Americans aged 50 or more are experiencing gray divorce more than ever. The term gray divorce generally refers to the baby boomer generation and affects all classes and education levels. Research shows that splitting during middle age is particularly damaging to your financial well being. According to Bloomberg News, the US divorce rate for couples past the age of 50 has doubled since 1990 and occurs most often in people who have married and divorced more than once. The rate of divorce among remarried individuals is 2.5 times higher than those in first marriages. And the financial outlook is usually the bleakest for those who have married and divorced more than once. Losing accumulated wealth for a second or third time can ruin personal finances on an unprecedented scale.
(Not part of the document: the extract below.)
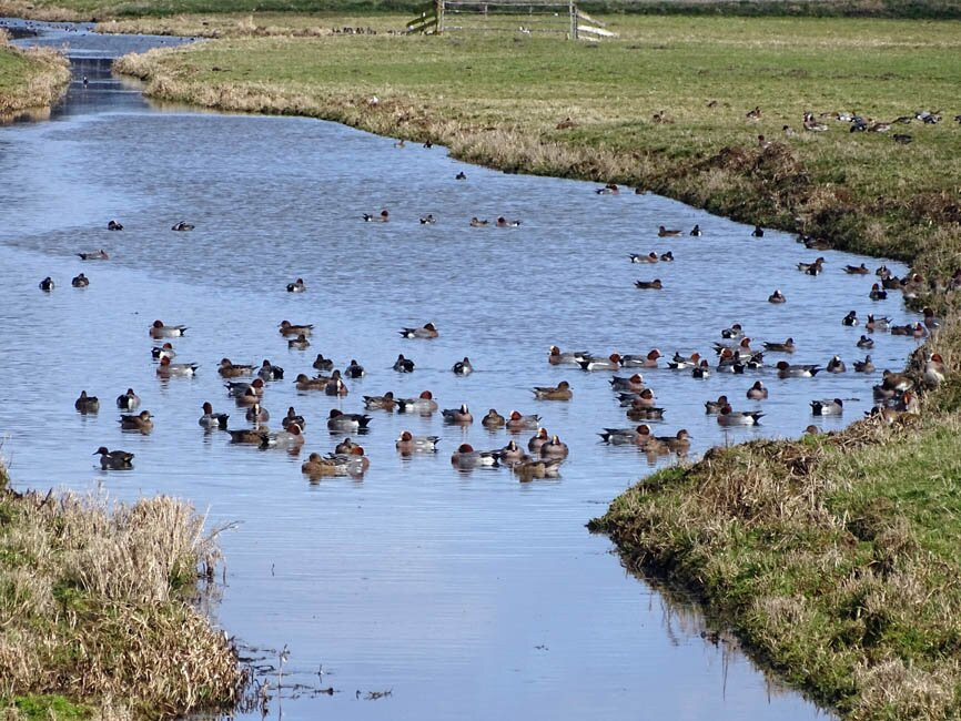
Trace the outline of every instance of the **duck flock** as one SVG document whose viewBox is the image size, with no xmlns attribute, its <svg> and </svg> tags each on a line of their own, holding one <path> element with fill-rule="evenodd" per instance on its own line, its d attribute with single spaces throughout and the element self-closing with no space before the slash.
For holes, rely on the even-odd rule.
<svg viewBox="0 0 961 721">
<path fill-rule="evenodd" d="M 458 180 L 463 180 L 463 173 Z M 616 184 L 607 184 L 596 191 L 599 195 L 618 194 L 620 189 Z M 391 215 L 387 210 L 380 213 L 364 214 L 364 222 L 386 223 Z M 422 224 L 433 224 L 436 219 L 428 214 L 421 219 Z M 467 224 L 474 227 L 490 225 L 493 227 L 518 227 L 519 221 L 498 217 L 493 222 L 482 221 L 473 217 Z M 189 232 L 194 226 L 184 221 L 172 226 L 174 232 Z M 108 224 L 110 231 L 122 231 L 123 225 L 117 221 Z M 689 235 L 700 237 L 704 231 L 695 225 L 690 231 L 669 229 L 660 225 L 657 231 L 658 237 L 678 237 Z M 751 233 L 753 237 L 763 237 L 763 229 L 756 227 Z M 828 245 L 821 241 L 802 236 L 798 238 L 809 251 L 825 250 Z M 109 254 L 102 250 L 84 251 L 78 256 L 85 262 L 102 262 L 109 260 Z M 628 254 L 626 258 L 630 264 L 655 266 L 656 264 L 672 263 L 672 252 L 648 254 Z M 896 277 L 884 265 L 874 270 L 867 267 L 863 263 L 854 266 L 847 265 L 830 268 L 823 256 L 799 261 L 797 264 L 799 273 L 817 276 L 822 273 L 844 273 L 851 276 L 871 276 L 870 291 L 866 298 L 872 303 L 882 302 L 891 292 L 899 292 L 909 297 L 924 291 L 929 282 L 917 274 L 903 278 Z M 950 281 L 954 285 L 961 285 L 961 277 Z M 84 273 L 72 278 L 74 287 L 87 287 L 90 280 Z M 657 292 L 665 287 L 659 277 L 638 278 L 634 282 L 636 288 L 645 292 Z M 54 291 L 55 283 L 51 277 L 40 282 L 39 287 L 44 293 Z M 289 293 L 306 293 L 307 284 L 303 278 L 286 285 Z M 790 302 L 789 298 L 775 290 L 768 301 L 773 305 Z M 580 373 L 605 373 L 609 374 L 609 387 L 614 400 L 621 407 L 626 424 L 624 426 L 604 427 L 597 430 L 599 443 L 610 445 L 631 445 L 647 455 L 649 460 L 661 456 L 676 454 L 685 456 L 690 448 L 690 435 L 686 428 L 672 433 L 658 434 L 654 428 L 664 422 L 665 407 L 657 400 L 654 388 L 648 378 L 656 373 L 672 373 L 689 375 L 694 379 L 704 379 L 711 374 L 730 374 L 731 376 L 752 376 L 749 378 L 743 400 L 736 396 L 720 395 L 705 402 L 705 410 L 717 419 L 720 427 L 730 426 L 755 426 L 765 416 L 763 403 L 769 397 L 769 388 L 765 385 L 766 377 L 787 378 L 815 378 L 819 374 L 862 373 L 872 374 L 876 367 L 872 363 L 870 349 L 873 345 L 872 336 L 879 333 L 901 335 L 911 339 L 922 339 L 939 326 L 939 321 L 930 309 L 924 311 L 923 321 L 906 325 L 894 325 L 891 319 L 880 313 L 869 313 L 861 317 L 856 311 L 851 311 L 838 323 L 846 326 L 861 326 L 864 334 L 860 336 L 856 345 L 864 351 L 863 359 L 856 359 L 849 370 L 840 355 L 833 355 L 821 364 L 792 363 L 797 345 L 792 337 L 783 341 L 766 341 L 758 343 L 752 339 L 747 328 L 740 323 L 731 324 L 729 327 L 719 328 L 716 339 L 706 344 L 704 348 L 694 353 L 675 352 L 666 357 L 659 348 L 651 348 L 646 353 L 626 354 L 620 352 L 596 353 L 590 351 L 562 351 L 554 345 L 549 348 L 543 363 L 549 366 L 569 366 L 570 379 L 562 379 L 556 385 L 532 386 L 529 396 L 518 398 L 517 405 L 530 400 L 538 403 L 565 403 L 574 397 L 574 388 L 577 385 L 576 375 Z M 311 323 L 292 323 L 283 319 L 277 324 L 277 333 L 290 349 L 305 351 L 311 347 L 314 334 L 314 325 Z M 144 362 L 155 364 L 155 374 L 163 380 L 173 378 L 191 378 L 198 374 L 201 365 L 211 359 L 202 359 L 202 364 L 185 360 L 178 356 L 176 344 L 188 333 L 183 325 L 168 324 L 156 319 L 144 333 L 153 342 L 151 358 Z M 418 327 L 402 327 L 398 335 L 403 343 L 411 342 L 415 348 L 416 343 L 431 342 L 439 337 L 442 329 L 433 322 Z M 384 339 L 386 342 L 386 338 Z M 413 352 L 408 352 L 413 353 Z M 416 355 L 416 353 L 413 353 Z M 392 370 L 394 373 L 409 374 L 415 370 L 416 364 L 407 354 L 399 353 Z M 332 447 L 325 450 L 315 450 L 307 454 L 302 465 L 303 473 L 311 479 L 320 479 L 325 476 L 351 476 L 363 477 L 368 469 L 371 459 L 364 447 L 357 443 L 357 438 L 367 433 L 376 433 L 376 414 L 397 413 L 416 415 L 422 418 L 431 418 L 438 414 L 445 427 L 465 427 L 475 422 L 475 416 L 466 404 L 449 408 L 441 408 L 429 389 L 425 389 L 414 397 L 399 397 L 387 392 L 383 395 L 363 395 L 356 403 L 354 413 L 347 413 L 338 408 L 331 408 L 327 417 L 322 420 L 308 420 L 293 406 L 284 414 L 271 414 L 267 410 L 270 404 L 271 386 L 275 384 L 290 383 L 301 394 L 323 394 L 340 399 L 353 399 L 351 385 L 353 382 L 367 375 L 364 366 L 355 358 L 342 367 L 335 367 L 335 362 L 327 358 L 323 353 L 316 354 L 316 358 L 310 368 L 297 368 L 296 373 L 289 374 L 284 368 L 264 359 L 260 364 L 234 363 L 227 357 L 215 363 L 216 373 L 223 379 L 223 396 L 205 400 L 199 408 L 198 425 L 206 433 L 223 433 L 232 444 L 254 445 L 264 449 L 280 448 L 294 455 L 302 453 L 305 447 L 305 430 L 308 426 L 323 423 L 328 434 L 333 436 Z M 456 376 L 468 376 L 474 372 L 474 366 L 468 356 L 454 360 L 451 373 Z M 927 358 L 924 367 L 924 383 L 937 385 L 943 379 L 943 360 L 937 354 Z M 645 377 L 645 374 L 648 378 Z M 901 413 L 917 413 L 918 398 L 914 382 L 901 374 L 884 370 L 881 383 L 874 386 L 873 395 L 876 407 L 871 413 L 880 414 L 886 420 L 893 419 Z M 149 409 L 141 409 L 141 399 L 133 388 L 127 388 L 115 398 L 119 412 L 118 422 L 121 430 L 149 435 L 154 427 L 154 416 Z M 745 407 L 750 404 L 749 407 Z M 100 399 L 81 390 L 74 407 L 80 414 L 95 414 L 101 410 Z M 216 409 L 215 409 L 216 408 Z M 808 409 L 811 416 L 840 416 L 844 413 L 844 400 L 842 398 L 813 398 Z M 273 424 L 271 423 L 273 420 Z M 490 431 L 505 429 L 512 438 L 505 445 L 489 448 L 475 449 L 471 444 L 452 441 L 452 465 L 459 470 L 471 470 L 480 467 L 507 467 L 512 469 L 522 481 L 540 478 L 554 478 L 559 476 L 564 460 L 568 457 L 569 448 L 562 440 L 559 434 L 548 431 L 542 424 L 540 415 L 536 413 L 520 413 L 512 409 L 502 415 L 495 408 L 477 419 L 480 425 Z M 240 423 L 239 423 L 240 422 Z M 817 426 L 808 426 L 807 431 L 817 433 Z M 526 437 L 525 437 L 526 436 Z M 402 430 L 395 440 L 395 448 L 404 457 L 422 454 L 436 454 L 442 448 L 443 437 L 441 435 L 415 435 L 408 429 Z M 134 455 L 120 448 L 110 449 L 100 445 L 94 451 L 100 457 L 101 468 L 104 470 L 124 470 L 133 467 Z"/>
</svg>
As such, relative wealth can be a protective factor in keeping couples together. Midlife marriages are not always torn apart by empty nest syndrome or a late mid-life crisis. Often, divorcing couples are already experiencing financial problems due to unemployment or job insecurity. These couples may not have the resources to enter into marriage counseling and may not see the point in fighting to remain in an unsuccessful economic partnership. Married couples with more to lose in divorce will often keep a less than perfect marriage viable to protect a lifestyle they are unwilling to forfeit. These couples will often live separate lives but maintain the economic structure within the marriage.

Susan Brown, who is co-director of the National Center for Family & Marriage Research, explains that if you are getting a divorce after the age of 50, expect your wealth to decrease by 50 percent. Brown goes on to state that the depression rate for those experiencing gray divorce is higher than the levels of those who have experienced the death of a spouse. If you are a woman and going through a gray divorce, expect your standard of living to plunge by 45 percent compared to a man’s 21 percent. One of the biggest financial tragedies of gray divorce is there is no appreciable window of time to recover the wealth you lost. The event horizon of your life is shrinking, and there is no time to undo the financial destruction. Even qualified career individuals will find ageism is rife within the corporate hiring sector. The prospects for landing a great new job or winning a lottery are very bleak. Statistics show you will be most unlikely to recoup your previous standard of living. This fact is particularly true in the case of women aged 63 or more who, in part, are experiencing poverty rates of 27 percent because of gray divorce. The Journal of Gerontology projects that by the year 2030, more than 828,000 Americans will be divorcing each year even if the gray divorce rate stays the same.

What to do if you become a gray divorce statistic then? One of the best ways to recover is to re-partner. Many older people are looking to re-couple and the digital age is providing more ways to meet than ever before. Online dating sites for older Americans are popular as are the more traditional senior community centers to make connections to like-aged people. If you choose to remain un-partnered however, you can expect to take about four years to end the depression cycle of gray divorce. However, remarrying or re-partnering will end the depression almost immediately with the stipulation you have chosen your partner wisely. Generally, re-partnering is more successful if you are a man since they tend to look for a partner who is significantly younger than themselves. As women live longer than men and because men do tend to seek younger women, older women are left with a vastly smaller pool of potential partners.

Protect your well being and financial interests from gray divorce. Your best hope is to stay successfully married and continue on the path of building wealth and enjoying retirement years. If you find yourself going through a gray divorce, be sure to seek trusted legal counsel who can best advise you on how to protect your assets and future retirement years. Whether you are on your first, second, or third marriage take a look at how best to protect your financial picture in the event gray divorce happens to you.